The poem tells the story of people leaving and old-fashioned house that they had lived in all their lives, sauntering from the door smugly and unconscious of the fact that they would ever return. Dickinson uses the words old-fashioned specifically to show how their dwelling place is an ancient home full of wisdom but seen as outdated by the newest generation. Because when you see the time-worn form of a dial up rotary phone sitting in your attic, the first thing you think of is not how much this telephone has been through, not what conversations it has channeled through its wiring, but that it is outdated. Old-fashioned.
Nothing much demonstrates the struggle of Adam and Eve within the garden so simply yet so well. This comparison better illustrates how the story shows the human struggle within all of us than a simple breakdown of the story by word because of how much we can relate to it. Emily Dickinson says that all of us are echoing the sin of Adam and Eve in our lives by doing something that is considered a rite of passage for many entering adulthood. The leaving behind of home, but also the leaving behind of other things that we do not account for: what home represents.
Many of us here down in the mud of earth wonder about the mysteries of life, and one of the biggest questions asked, one of the most perplexing yet oddly beautiful questions, is one that was best phrased by the character Andy Bernard from the TV show "The Office". In the show's finale, when all of the show's characters are finally parting ways after so many years in the same workspace, it is a moment of nostalgia for both the people on the screen and those that watch it.
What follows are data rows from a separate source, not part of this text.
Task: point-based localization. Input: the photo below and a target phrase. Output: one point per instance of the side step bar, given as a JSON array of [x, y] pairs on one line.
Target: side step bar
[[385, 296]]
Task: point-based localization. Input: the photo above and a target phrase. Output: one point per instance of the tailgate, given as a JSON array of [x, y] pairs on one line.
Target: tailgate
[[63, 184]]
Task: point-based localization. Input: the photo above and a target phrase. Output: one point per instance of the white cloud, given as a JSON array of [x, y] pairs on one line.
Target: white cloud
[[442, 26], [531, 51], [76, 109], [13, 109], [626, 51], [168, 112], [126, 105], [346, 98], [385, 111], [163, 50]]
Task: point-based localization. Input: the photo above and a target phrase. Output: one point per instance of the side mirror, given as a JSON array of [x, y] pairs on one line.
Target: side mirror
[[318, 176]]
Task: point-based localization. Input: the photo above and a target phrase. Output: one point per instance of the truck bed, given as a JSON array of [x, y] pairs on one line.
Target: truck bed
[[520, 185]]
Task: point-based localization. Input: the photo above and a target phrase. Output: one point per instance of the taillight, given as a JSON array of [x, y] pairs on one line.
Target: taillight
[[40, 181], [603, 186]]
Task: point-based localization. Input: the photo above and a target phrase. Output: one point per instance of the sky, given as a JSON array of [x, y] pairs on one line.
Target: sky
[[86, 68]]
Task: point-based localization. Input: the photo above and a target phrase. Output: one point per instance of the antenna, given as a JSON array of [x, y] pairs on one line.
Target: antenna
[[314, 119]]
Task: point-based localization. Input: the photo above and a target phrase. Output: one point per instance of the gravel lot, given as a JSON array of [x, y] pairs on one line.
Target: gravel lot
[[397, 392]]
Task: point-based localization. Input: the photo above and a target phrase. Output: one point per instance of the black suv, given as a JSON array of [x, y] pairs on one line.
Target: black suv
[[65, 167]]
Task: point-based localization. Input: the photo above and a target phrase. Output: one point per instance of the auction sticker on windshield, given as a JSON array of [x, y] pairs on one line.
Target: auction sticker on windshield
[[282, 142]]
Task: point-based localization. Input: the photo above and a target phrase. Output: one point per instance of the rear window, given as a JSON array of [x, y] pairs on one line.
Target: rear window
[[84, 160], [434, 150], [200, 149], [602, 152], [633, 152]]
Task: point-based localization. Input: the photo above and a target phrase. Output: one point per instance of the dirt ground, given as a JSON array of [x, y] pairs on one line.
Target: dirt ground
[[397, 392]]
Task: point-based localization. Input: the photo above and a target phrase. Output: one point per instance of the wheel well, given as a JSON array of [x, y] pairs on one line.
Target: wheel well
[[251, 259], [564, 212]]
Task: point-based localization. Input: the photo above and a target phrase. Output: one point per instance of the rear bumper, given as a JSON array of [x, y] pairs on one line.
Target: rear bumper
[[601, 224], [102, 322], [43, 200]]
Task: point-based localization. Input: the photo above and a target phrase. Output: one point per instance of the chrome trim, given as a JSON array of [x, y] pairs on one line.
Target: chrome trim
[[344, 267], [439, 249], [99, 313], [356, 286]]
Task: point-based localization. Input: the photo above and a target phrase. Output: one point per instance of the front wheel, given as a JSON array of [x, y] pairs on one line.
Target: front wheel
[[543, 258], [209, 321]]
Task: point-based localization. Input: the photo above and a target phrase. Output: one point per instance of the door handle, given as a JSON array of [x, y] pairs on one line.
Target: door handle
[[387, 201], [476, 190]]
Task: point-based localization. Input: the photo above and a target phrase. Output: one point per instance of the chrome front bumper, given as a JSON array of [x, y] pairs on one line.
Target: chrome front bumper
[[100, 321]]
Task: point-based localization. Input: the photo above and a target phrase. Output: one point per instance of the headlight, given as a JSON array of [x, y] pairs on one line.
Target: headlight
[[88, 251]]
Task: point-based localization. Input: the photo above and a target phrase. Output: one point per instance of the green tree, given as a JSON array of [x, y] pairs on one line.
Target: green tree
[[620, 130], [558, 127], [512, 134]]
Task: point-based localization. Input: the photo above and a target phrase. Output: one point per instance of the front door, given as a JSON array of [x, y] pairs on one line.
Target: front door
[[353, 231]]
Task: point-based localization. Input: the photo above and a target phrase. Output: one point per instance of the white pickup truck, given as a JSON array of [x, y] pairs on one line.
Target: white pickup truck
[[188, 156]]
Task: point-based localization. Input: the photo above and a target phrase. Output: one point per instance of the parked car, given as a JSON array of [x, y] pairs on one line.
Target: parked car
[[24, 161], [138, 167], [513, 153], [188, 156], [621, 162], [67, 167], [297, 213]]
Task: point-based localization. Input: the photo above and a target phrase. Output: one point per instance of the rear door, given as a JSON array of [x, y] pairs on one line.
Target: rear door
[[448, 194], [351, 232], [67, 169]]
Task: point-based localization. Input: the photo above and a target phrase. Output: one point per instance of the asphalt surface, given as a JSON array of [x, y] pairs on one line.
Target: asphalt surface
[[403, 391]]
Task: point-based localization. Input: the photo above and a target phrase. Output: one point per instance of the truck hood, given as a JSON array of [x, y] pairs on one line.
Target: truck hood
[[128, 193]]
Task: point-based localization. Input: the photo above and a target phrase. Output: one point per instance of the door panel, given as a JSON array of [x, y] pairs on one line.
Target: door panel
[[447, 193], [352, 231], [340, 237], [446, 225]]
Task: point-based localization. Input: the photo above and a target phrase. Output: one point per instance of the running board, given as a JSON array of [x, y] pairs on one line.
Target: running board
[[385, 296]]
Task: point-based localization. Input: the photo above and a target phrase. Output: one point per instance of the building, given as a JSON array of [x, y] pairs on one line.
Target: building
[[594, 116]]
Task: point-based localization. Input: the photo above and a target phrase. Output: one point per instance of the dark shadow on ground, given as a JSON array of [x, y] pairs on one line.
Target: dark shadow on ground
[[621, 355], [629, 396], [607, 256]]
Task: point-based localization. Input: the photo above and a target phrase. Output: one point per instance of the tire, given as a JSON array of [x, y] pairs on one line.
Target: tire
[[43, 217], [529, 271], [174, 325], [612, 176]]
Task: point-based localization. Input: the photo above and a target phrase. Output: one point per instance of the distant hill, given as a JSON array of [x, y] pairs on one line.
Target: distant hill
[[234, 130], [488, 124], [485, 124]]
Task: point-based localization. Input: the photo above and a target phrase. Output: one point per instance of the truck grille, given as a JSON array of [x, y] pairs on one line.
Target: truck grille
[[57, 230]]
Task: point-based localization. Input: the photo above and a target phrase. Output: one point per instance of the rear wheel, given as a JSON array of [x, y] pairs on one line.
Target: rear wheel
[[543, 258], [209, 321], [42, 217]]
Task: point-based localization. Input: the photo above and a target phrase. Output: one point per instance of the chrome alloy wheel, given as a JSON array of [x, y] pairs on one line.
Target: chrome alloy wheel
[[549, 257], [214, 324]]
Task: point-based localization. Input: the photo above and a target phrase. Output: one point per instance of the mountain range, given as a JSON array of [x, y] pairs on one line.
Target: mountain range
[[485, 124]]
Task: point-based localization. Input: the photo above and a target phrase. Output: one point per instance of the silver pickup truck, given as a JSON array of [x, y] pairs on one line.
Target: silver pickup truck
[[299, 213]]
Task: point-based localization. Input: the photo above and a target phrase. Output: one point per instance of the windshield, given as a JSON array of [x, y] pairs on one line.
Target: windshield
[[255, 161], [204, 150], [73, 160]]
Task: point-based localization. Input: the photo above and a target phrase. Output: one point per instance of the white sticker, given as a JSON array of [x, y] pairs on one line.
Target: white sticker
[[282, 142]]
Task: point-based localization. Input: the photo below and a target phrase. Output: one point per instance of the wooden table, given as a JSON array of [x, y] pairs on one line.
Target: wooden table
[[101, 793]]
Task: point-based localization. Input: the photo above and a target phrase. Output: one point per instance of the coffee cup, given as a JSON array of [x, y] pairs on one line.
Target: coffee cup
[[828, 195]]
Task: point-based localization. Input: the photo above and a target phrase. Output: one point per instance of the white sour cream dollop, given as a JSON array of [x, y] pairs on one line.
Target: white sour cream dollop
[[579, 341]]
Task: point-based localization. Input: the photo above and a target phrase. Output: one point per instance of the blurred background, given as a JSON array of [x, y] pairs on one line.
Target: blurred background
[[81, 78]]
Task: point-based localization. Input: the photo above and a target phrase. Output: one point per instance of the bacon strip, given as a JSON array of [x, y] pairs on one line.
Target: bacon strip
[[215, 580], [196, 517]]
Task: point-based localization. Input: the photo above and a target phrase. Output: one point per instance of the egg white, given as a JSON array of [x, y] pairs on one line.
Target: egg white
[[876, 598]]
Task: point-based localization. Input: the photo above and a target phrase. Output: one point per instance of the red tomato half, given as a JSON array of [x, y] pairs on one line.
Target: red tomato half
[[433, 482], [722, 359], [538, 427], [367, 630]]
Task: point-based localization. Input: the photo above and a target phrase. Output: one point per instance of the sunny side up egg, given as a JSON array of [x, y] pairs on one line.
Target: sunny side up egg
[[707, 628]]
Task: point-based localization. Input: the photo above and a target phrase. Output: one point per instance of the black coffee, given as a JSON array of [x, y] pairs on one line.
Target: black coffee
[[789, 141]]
All of the characters are about to depart for the last time, when Andy asks the camera (which was recording a documentary): "I wish there was a way to know you're in the good old days before you've actually left them." The feeling of nostalgia here resonated with everyone watching, even if you haven't watched the show before, because of how much people ask that question subconsciously in their head. I predict I will be asking that question myself once my senior year comes to a close, and like those characters in The Office, I will be parting ways with people I have known for countless years for a new future. Parting with my friends at school. Parting with my family at home.
The yearning for what was left behind in the past grips us all. Adam and Eve yearned for the paradise of innocence and ignorance. Those in Emily Dickinson's poem yearned for their times in that old-fashioned house before they moved away. I will yearn for the bliss of my time in high school like I now yearn for the bliss of my time in middle school and elementary school. I will yearn for all the time I spent with my family as a kid. The memories. Just like in the poem I will drive away from my own old-fashioned house to a life at college, though I am determined to not saunter from the door unconscious of my return. But I fear that however I feel when I leave will not change what I will see when I return.
Life is change. Nothing in our universe remains stagnant, as not only entropy demonstrates through science but our own human experiences demonstrate as well. I know that I will return to my home to see faces of strangers. I remember a few years ago I left home to stay with family friends for a few weeks in Texas. I had a great time, but when I returned to JFK Airport the face of my father waiting for me there shocked me. It wasn't that I didn't remember what he looked like, only that in the few weeks that had gone b the permanent image and voice that I had for him in my brain had deteriorated. Years going by make me fear even more for how I will see my family on my return. My home will seem smaller and strange. The yard will look alien. My own dog will make me flinch. Until I get used to their faces again they will look like strangers.
But that is not the worst of what I will find. The worst by far of what I will see is what happens to everyone who I knew from school. My family with the exception of my sister will not go anywhere. I know where they stand in life. They have gone through the gauntlet and came out on the other side, and have settled in safety and security. I will be keeping an eye out for my sister in whatever she chooses to do in life, and do my best to make sure she comes out alright too. But as for everyone I have known in these years? I shudder thinking about what I might find.
It isn't the first years after my departure that I fear, but what will happen as time wears on. Not everyone I know will fare well in the world beyond high school. I will hear names I know be destroyed by the horrors and harms that life gives. I will hear names I know be sent into the gutter. Future ruined. I recently viewed a video on YouTube of a judge in Florida who found herself facing someone she used to be friends with in middle school across from her as a defendant. The man was being sentenced for 5 years in prison for robbery and other accounts, and as soon as he recognized her he broke down into tears. He realized how far down the drain he had sent himself. When I return to the shadow of a long-lost paradise, my greatest fear is hearing the names of those with whom I shared laughs with even once like how that judge in Florida had heard the name of the nicest kid in middle school. Or worse.
Not everyone from my past will come out through the gauntlet all right. That is what sends fear into me every time I think about it.